Post by **cah** » Wed Jun 12, 2013 7:14 pm

T3-2 was down again this morning.
Mats texted me and I took a quick look.

It was again the system MB voltage fault like May 11's incidence.

I cleared the fault from ILOM and started orazone01 from ILOM.
After it came up, I boot it up from ok prompt.
I then used unmount script to unmount all ZFS file systems.
I then added zoneadm -z <ngz> boot commands in mount script to start all NGZs and mount all file systems afterwards and all went as expected.
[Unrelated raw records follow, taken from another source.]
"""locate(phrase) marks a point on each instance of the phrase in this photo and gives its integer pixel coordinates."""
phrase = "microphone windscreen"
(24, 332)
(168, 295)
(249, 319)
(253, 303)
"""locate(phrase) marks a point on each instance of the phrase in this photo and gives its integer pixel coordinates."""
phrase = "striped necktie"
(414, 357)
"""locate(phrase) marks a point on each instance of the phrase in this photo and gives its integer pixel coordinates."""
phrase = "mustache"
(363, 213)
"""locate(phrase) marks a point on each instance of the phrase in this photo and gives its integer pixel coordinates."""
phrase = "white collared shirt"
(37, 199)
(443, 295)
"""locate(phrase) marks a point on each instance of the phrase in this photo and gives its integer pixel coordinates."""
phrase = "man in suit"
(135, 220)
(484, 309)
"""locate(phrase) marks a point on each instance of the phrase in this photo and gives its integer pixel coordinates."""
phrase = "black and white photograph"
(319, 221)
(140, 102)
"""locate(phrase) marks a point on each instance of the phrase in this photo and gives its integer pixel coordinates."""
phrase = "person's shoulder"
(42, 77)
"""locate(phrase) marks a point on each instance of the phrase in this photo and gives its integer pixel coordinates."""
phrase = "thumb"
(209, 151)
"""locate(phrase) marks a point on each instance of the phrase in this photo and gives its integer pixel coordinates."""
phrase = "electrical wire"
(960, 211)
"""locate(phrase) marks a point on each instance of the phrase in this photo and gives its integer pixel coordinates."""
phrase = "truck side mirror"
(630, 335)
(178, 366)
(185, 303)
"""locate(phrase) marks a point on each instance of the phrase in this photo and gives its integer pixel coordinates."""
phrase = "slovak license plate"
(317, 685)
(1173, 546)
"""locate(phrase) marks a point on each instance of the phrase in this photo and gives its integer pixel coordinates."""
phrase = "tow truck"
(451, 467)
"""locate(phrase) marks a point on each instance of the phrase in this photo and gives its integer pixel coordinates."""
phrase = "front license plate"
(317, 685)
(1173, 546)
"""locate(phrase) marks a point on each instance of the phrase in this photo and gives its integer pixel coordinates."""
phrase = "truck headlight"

I then put both scripts together and moved it to /etc/init.d/ngz and made a symbolic link in /.etc/rc3.d/S40ngz.
Hopefully, next boot will have this script kicked in automatically.

I then took some time to look through Event Logs from ILOM and I found:

Code: Select all

666 Fault Repair minor Wed Jun 12 09:06:57 2013 Component /SYS/MB repaired 
665 Fault Repair minor Wed Jun 12 09:06:57 2013 Fault fault.chassis.voltage.fail on component /SYS/MB cleared 
662 Fault Fault critical Tue Jun 11 21:57:00 2013 Fault detected at time = Tue Jun 11 21:57:00 2013. The suspect component: /SYS/MB has fault.chassis.voltage.fail with probability=100. Refer to http://www.sun.com/msg/SPT-8000-DH for details.
 
https://support.oracle.com/epmos/faces/DocumentDisplay?alias=EVENT%3ASPT-8000-DH&_afrLoop=5978266352605&_afrWindowMode=0&_adf.ctrl-state=yz47vwji1_4

The URL suggests to replace the faulty FRU soon so I contacted Terix again.
They asked for another explorer file and a snapshot from ILOM.

Here is what I did on ILOM to collect snapshot:

Code: Select all

-> set /SP/diag/snapshot dataset=full  
Set 'dataset' to 'full'

-> set /SP/diag/snapshot dump_uri=ftp://hsiaoc1:NrCa0402@10.0.33.4/ilom_snapshot
Collecting a "full" dataset may reset the host. Are you sure (y/n)? n
Command aborted.

->set /SP/diag/snapshot dataset=normal
Set 'dataset' to 'normal'

-> set /SP/diag/snapshot dump_uri=ftp://hsiaoc1:<PWD>@10.0.33.4/ilom_snapshot
Set 'dump_uri' to 'ftp://hsiaoc1:NrCa0402@10.0.33.4/ilom_snapshot'

Orazone01_10.0.33.5_2013-06-12T22-39-13.zip then appeared in /export/home/hsiaoc1/ilom_snapshot on orazone01(10.0.33.4).

I just sent over an email asking when we can stop the snapshot.